Measured on my PC with the 7950X3D over a 362k-word text:
| Pipeline | 1 core | 16 cores (production) | 32 threads (doesn’t scale well) |
|---|---|---|---|
| Rule lemmatizer only | ~7,700 w/s | ~108,000 w/s | ~130,000 w/s |
| Rule + int8 disambiguator | ~1,400 w/s | ~18,500 w/s | ~18,700 w/s |
Production runs at 16 cores. The model never touches every word anyway: only ~40% are ambiguous (more than one candidate lemma), and that’s its real workload: ~7,300 ambiguities/s (~1.47 ms per call single-threaded, the rest is the 16 cores).
The payoff: the community insights dashboard counts about 295M words across the library, all re-lemmatized by the nightly job. At ~18,500 words/s that’s the whole corpus in about 4.5 hours on one CPU, no GPU, no second machine. It’s the long block 4 in the graph above.
Better stats everywhere
The throughput is what made it runnable, but the point of running it was to fix everything downstream, like the word frequency list. A few of the changes:
| Word | Old rank | New rank |
|---|---|---|
| 하다 (to do) | 8 | 1 |
| 이거 (this) | 50,351 | 12 |
| 주다 (to give) | 61,314 | 30 |
| 여기 (here) | 57,601 | 41 |
| 이제 (now) | 78,431 | 44 |
| 왜 (why) | 21,827 | 49 |
| 갑자기 (suddenly) | 95,504 | 292 |
The old list was built by excluding anything ambiguous, so the most common words, which are also the most ambiguous, were exactly the ones it got most wrong. The grammar and idiom lists are rebuilt by the same nightly job and shifted too, just far more gently.

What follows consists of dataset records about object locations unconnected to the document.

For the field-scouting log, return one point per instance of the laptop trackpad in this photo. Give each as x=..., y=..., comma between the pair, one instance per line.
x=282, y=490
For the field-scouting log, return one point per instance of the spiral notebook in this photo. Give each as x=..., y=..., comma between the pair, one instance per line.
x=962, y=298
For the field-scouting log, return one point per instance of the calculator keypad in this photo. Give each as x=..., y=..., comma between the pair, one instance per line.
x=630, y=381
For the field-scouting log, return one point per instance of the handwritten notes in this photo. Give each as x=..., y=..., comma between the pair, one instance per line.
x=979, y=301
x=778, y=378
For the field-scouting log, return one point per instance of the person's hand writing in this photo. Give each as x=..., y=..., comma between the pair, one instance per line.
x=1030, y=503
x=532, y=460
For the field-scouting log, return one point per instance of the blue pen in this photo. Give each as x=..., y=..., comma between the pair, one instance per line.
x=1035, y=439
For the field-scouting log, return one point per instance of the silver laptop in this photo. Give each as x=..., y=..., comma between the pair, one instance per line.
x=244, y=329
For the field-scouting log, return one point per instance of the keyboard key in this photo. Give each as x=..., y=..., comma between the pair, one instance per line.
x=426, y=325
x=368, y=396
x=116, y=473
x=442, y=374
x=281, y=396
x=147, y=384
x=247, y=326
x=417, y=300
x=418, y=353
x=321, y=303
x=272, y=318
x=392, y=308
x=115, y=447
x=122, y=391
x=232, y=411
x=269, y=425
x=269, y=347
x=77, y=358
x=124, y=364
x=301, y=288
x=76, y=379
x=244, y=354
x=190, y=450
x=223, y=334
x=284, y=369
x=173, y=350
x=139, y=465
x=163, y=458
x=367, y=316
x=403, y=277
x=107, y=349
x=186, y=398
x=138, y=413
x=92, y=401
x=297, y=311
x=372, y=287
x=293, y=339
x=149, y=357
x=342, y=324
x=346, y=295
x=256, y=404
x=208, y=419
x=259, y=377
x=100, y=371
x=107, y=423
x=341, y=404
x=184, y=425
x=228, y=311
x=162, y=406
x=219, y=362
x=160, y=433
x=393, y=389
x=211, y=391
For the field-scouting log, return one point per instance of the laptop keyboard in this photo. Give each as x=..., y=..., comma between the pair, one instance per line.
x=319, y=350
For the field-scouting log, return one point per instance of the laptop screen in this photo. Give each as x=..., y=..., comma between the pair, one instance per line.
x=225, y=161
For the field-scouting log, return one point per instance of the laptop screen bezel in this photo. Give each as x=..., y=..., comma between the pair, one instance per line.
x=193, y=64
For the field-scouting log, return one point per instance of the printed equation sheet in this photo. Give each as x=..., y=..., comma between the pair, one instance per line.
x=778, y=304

The metric that actually matters
Two questions, really: did users enjoy it, and could I actually run it on production? Yeah and yeah. The ones who tried the experimental flag loved it, and it fits on the CPU I already pay for, nightly job done in a night. No GPU bought, no new box. Me happy.
The learnings
Two takeaways and a bet.
The framing was the hardest part, not the training or the SIMD. Finding the right angle (a listwise choice over my rule-based candidates) took four attempts and looks obvious only in hindsight.
Datasets are hard, and they matter most. Every real jump came from better data, not a fancier model. Validation is even harder: when your labels are partly synthetic, a high score mostly proves you match the labeler, not reality.
The bet: in a year the next Claude or Codex might just crack this differently, with ideas that don’t exist yet. So rather than grind out the last few percent of accuracy now, I’ll ship what I have and let the ecosystem hand me the next leap. Not laziness, just plenty else to build.